How to implement a managed component that wraps the Browse For Folder common dialog box by using Visual C#
http://support.microsoft.com/kb/306285
This looks like the same dialog you get by using the FolderBrowserDialog.
The goal here was to use the more powerful dialog similar to Windows Explorer that Windows uses all over the place. Even Visual Studio uses that one.
Run the sample from that KB article and compare it to the dialog displayed by this example.
is this available for windows xp?
Sorry but I don’t know. It looks like Microsoft has retired these tools and I don’t know if there’s a replacement. You can probably search around and find something usable.
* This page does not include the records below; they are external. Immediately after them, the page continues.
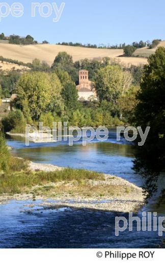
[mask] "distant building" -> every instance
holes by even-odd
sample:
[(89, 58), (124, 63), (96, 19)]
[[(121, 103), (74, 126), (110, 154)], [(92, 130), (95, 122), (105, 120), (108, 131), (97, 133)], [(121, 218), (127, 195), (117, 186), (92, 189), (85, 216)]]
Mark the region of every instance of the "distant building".
[(96, 93), (93, 83), (89, 80), (88, 71), (79, 71), (79, 85), (76, 86), (79, 99), (89, 101), (97, 100)]
[(12, 100), (14, 100), (14, 99), (15, 99), (15, 98), (17, 98), (17, 94), (12, 94), (12, 95), (11, 96), (11, 99)]
[(15, 99), (15, 98), (16, 98), (17, 97), (17, 94), (12, 94), (10, 98), (3, 98), (2, 101), (4, 103), (9, 103), (11, 101), (12, 101)]

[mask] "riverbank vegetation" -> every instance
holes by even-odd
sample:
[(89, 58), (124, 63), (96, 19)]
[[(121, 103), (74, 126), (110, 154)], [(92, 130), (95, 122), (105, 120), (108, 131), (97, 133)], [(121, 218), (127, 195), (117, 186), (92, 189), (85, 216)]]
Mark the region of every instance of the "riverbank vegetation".
[[(16, 125), (13, 123), (10, 130), (22, 132), (24, 121), (31, 125), (43, 121), (44, 126), (49, 126), (50, 120), (66, 121), (69, 126), (79, 127), (110, 127), (131, 123), (143, 67), (128, 68), (106, 57), (73, 63), (65, 52), (59, 54), (51, 67), (38, 59), (32, 65), (23, 73), (0, 73), (2, 94), (16, 93), (12, 112), (18, 110), (23, 115), (19, 115), (19, 122)], [(98, 100), (78, 100), (76, 85), (81, 69), (89, 71)], [(11, 127), (12, 116), (2, 120), (5, 132)]]
[(145, 177), (149, 197), (156, 191), (158, 176), (165, 171), (164, 72), (165, 48), (160, 47), (145, 66), (135, 112), (137, 126), (144, 131), (150, 126), (145, 144), (137, 147), (134, 162), (134, 169)]
[[(120, 202), (109, 202), (99, 207), (103, 209), (106, 206), (107, 210), (115, 209), (124, 211), (137, 210), (144, 203), (141, 189), (114, 176), (57, 167), (49, 171), (49, 165), (44, 165), (45, 170), (47, 167), (48, 171), (34, 169), (29, 162), (11, 156), (2, 135), (0, 155), (0, 203), (13, 197), (34, 200), (39, 198), (61, 200), (72, 199), (75, 201), (118, 198)], [(36, 165), (40, 167), (40, 164)], [(129, 206), (127, 200), (129, 201)], [(97, 203), (94, 205), (93, 207), (96, 208), (99, 207)], [(78, 207), (80, 206), (79, 204)]]

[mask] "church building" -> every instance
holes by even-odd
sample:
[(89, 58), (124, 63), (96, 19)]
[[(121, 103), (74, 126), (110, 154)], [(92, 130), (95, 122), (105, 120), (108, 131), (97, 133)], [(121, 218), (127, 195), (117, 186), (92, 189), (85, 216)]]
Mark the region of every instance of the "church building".
[(93, 83), (88, 78), (88, 71), (80, 70), (79, 71), (79, 85), (76, 86), (79, 99), (80, 100), (97, 100), (96, 93)]

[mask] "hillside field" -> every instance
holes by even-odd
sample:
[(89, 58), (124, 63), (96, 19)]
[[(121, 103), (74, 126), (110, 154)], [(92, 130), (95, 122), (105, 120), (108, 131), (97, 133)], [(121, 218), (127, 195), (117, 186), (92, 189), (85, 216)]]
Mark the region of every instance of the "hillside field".
[(141, 49), (137, 49), (134, 52), (134, 56), (143, 57), (149, 57), (150, 55), (155, 53), (157, 48), (159, 46), (165, 47), (165, 41), (160, 41), (158, 45), (153, 49), (149, 49), (148, 47), (145, 47)]
[(127, 65), (145, 64), (147, 61), (146, 58), (122, 57), (122, 49), (94, 49), (54, 44), (23, 46), (0, 43), (0, 56), (23, 63), (31, 63), (34, 59), (38, 58), (51, 65), (60, 51), (66, 51), (71, 55), (74, 62), (85, 58), (92, 59), (104, 57), (115, 59)]

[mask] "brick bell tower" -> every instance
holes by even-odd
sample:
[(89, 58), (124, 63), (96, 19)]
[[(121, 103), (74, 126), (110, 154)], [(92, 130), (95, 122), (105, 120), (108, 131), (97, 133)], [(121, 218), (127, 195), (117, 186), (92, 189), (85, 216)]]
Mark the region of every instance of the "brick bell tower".
[(88, 83), (88, 71), (80, 70), (79, 71), (79, 85)]

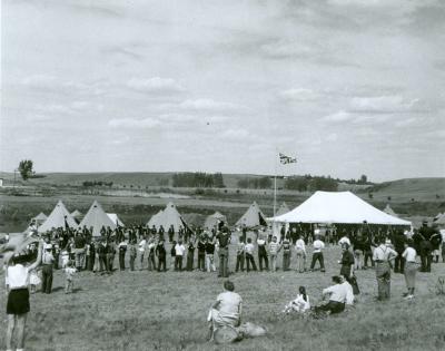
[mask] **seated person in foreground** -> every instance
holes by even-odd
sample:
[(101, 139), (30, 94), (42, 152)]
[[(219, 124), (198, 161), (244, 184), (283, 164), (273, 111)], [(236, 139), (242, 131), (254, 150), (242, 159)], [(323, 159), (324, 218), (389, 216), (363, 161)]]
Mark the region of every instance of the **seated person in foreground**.
[(224, 282), (225, 292), (220, 293), (212, 304), (207, 321), (211, 323), (211, 334), (218, 328), (239, 326), (241, 323), (243, 300), (234, 292), (235, 285), (230, 281)]
[(290, 301), (284, 309), (284, 313), (299, 312), (305, 313), (310, 310), (309, 296), (306, 294), (306, 287), (299, 286), (298, 295)]
[(340, 313), (345, 311), (345, 302), (348, 295), (348, 287), (343, 284), (343, 279), (338, 275), (333, 276), (334, 285), (323, 290), (323, 296), (329, 296), (329, 302), (315, 308), (315, 312)]

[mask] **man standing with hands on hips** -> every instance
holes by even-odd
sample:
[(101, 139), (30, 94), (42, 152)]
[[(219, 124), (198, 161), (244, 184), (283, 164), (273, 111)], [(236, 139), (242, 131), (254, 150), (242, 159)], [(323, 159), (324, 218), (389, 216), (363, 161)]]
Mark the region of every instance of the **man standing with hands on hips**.
[(216, 235), (216, 240), (218, 241), (219, 246), (219, 273), (218, 277), (229, 276), (228, 272), (228, 261), (229, 261), (229, 243), (230, 243), (230, 235), (227, 227), (222, 227), (221, 231)]

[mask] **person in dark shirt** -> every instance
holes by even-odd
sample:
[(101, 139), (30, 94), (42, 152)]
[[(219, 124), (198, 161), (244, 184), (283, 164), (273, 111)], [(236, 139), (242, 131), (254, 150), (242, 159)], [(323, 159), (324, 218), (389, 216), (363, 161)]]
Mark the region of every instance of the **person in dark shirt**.
[(168, 228), (168, 241), (171, 243), (174, 241), (175, 236), (175, 227), (171, 224), (170, 227)]
[(405, 251), (405, 234), (402, 231), (396, 231), (393, 235), (393, 243), (394, 250), (397, 253), (397, 256), (394, 260), (394, 273), (403, 274), (405, 271), (405, 259), (402, 256), (402, 254)]
[(194, 260), (195, 260), (195, 242), (190, 240), (187, 245), (187, 264), (186, 264), (186, 270), (189, 272), (194, 270)]
[(215, 255), (215, 241), (212, 237), (207, 237), (206, 240), (206, 266), (207, 272), (215, 272), (215, 263), (214, 263), (214, 255)]
[(218, 276), (228, 277), (228, 261), (229, 261), (229, 242), (230, 235), (227, 230), (219, 232), (216, 235), (216, 240), (219, 244), (219, 274)]
[(198, 241), (198, 270), (206, 271), (206, 241), (207, 235), (200, 234)]
[[(172, 248), (175, 251), (175, 246)], [(167, 251), (166, 247), (164, 246), (164, 240), (159, 241), (158, 245), (156, 245), (155, 250), (156, 256), (158, 257), (158, 272), (162, 271), (166, 272), (166, 257), (167, 257)]]

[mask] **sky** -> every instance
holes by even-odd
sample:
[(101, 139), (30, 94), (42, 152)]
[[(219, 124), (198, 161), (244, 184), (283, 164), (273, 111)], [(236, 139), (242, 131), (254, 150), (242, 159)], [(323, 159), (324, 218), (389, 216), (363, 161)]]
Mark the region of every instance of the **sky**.
[(4, 0), (0, 170), (445, 176), (444, 18), (441, 0)]

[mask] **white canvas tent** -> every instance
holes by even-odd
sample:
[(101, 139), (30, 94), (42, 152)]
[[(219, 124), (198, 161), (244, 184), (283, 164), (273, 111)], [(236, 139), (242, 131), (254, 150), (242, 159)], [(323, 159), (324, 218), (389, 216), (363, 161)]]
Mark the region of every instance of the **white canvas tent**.
[(159, 211), (150, 218), (150, 221), (148, 221), (147, 225), (150, 228), (155, 225), (157, 230), (159, 230), (159, 227), (162, 225), (166, 232), (168, 231), (170, 225), (172, 225), (175, 228), (175, 233), (179, 232), (179, 227), (182, 227), (184, 230), (187, 228), (186, 222), (179, 214), (178, 209), (176, 209), (174, 203), (168, 203), (164, 211)]
[(42, 225), (44, 221), (47, 221), (48, 216), (43, 213), (40, 212), (36, 217), (31, 220), (31, 222), (34, 222), (38, 226)]
[(215, 212), (212, 215), (209, 215), (206, 218), (206, 222), (204, 223), (204, 227), (208, 228), (208, 230), (211, 230), (215, 226), (217, 226), (218, 223), (220, 223), (220, 222), (224, 222), (225, 225), (227, 225), (227, 217), (224, 214), (219, 213), (219, 212)]
[(56, 207), (52, 209), (51, 214), (48, 218), (40, 225), (37, 231), (39, 233), (44, 233), (50, 231), (51, 228), (65, 228), (66, 226), (76, 227), (77, 223), (71, 214), (68, 212), (67, 207), (65, 207), (63, 203), (59, 201)]
[(116, 230), (117, 225), (106, 214), (102, 206), (100, 206), (100, 204), (95, 201), (78, 226), (79, 228), (86, 226), (88, 230), (92, 227), (92, 236), (100, 236), (100, 230), (102, 228), (102, 226), (105, 226), (106, 228), (109, 226), (113, 231)]
[(259, 225), (267, 225), (267, 222), (258, 204), (254, 202), (246, 213), (238, 220), (238, 222), (235, 223), (235, 225), (255, 227)]
[(386, 205), (386, 207), (383, 209), (383, 212), (390, 216), (398, 217), (397, 214), (394, 212), (394, 209), (390, 208), (389, 204)]
[(107, 216), (109, 216), (110, 220), (112, 221), (112, 223), (116, 223), (116, 225), (125, 226), (125, 224), (122, 223), (122, 221), (120, 221), (120, 218), (118, 217), (118, 215), (116, 213), (108, 213), (107, 212)]
[(293, 211), (269, 218), (276, 223), (343, 223), (411, 225), (411, 222), (390, 216), (375, 208), (350, 192), (316, 192)]
[(289, 211), (290, 211), (290, 209), (289, 209), (289, 207), (287, 206), (287, 204), (286, 204), (286, 203), (283, 203), (281, 206), (279, 206), (279, 208), (278, 208), (277, 213), (275, 214), (275, 216), (280, 216), (280, 215), (283, 215), (283, 214), (285, 214), (285, 213), (288, 213)]

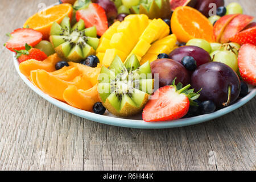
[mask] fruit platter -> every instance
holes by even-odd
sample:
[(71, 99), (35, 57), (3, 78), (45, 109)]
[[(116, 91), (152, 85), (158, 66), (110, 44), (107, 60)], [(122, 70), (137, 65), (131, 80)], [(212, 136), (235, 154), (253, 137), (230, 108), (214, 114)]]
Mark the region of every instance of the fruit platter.
[(224, 0), (60, 0), (5, 46), (22, 80), (61, 109), (114, 126), (176, 127), (256, 96), (254, 19)]

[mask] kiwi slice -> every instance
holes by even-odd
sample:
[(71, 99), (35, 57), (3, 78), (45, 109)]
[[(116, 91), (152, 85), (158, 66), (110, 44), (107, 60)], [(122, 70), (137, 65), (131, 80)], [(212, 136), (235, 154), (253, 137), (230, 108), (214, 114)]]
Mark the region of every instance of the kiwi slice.
[(50, 41), (58, 55), (68, 61), (80, 62), (90, 55), (94, 55), (100, 40), (96, 27), (85, 28), (80, 19), (72, 27), (68, 16), (60, 24), (54, 22), (51, 28)]
[(141, 111), (154, 92), (154, 81), (150, 75), (149, 62), (140, 66), (132, 55), (124, 64), (117, 55), (109, 69), (102, 67), (98, 77), (98, 92), (104, 106), (120, 117)]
Or with some work, you could write one yourself.
install-package winapicp
use this command in NuGet Power Manager Console to install Windows CodePack API And then By importing package “Using Microsoft.WindowsAPICodePack.Dialogs;” you can have this functionality.
Anyone know another way to get it. the archive link done not seem to work any more
one more thing will this work for asp.net web forms?
It looks like you can still get it in various archived forms. For example, see this post:
Windows API Code Pack: Where is it?
You can still use the FolderBrowserDialog, although as I mentioned in this post it’s pretty pathetic. I have no idea why Microsoft hasn’t made their folder browser available to developers.
FolderBrowserDialog may work with asp.net but I doubt the Code Pack dialog will.
I added this to my windows form, but now my form is permanently shrinking every time I access the dialog. This issue is described here:
https://stackoverflow.com/questions/42975285/commonopenfiledialog-cause-windows-form-to-shrink
Any idea why this might be happening? Or how I can prevent it?
Did you try the solution in that post about resetting the display size to 100%?
I haven’t heard of this before. If that doesn’t work, I’m not sure what you can try next.
Post a followup either way. I’d be interested in hearing whether that works.
The form still shrinks when I set the display size to 100%. It just starts smaller and shrinks more.
I figured out that this is a Windows 10 issue. ICommonOpenFileDialog causes this problem when used with Windows 10 but not with Windows 7. There is a newer version of the dialog called the Common Item Dialog that should work with Windows 10.
I can’t find a good example using the Common Item Dialog in C#. The example I see use C++. I also can’t find it used as a folder browser.
Do you have any references for those?
I used:
http://www.ookii.org/software/dialogs/
Hello, do you know if the same thing can be done in VBA ?
Thank you in advance.
Yohann
You can add references to a VBA project (use the Tools menu’s Add Reference command), but I think the DLLs in the Windows API Code Pack aren’t built in a way that lets VBA understand them.
However, you can use the msoFileDialogFolderPicker a lot more easily. See this post: VBA Select Folder with msoFileDialogFolderPicker.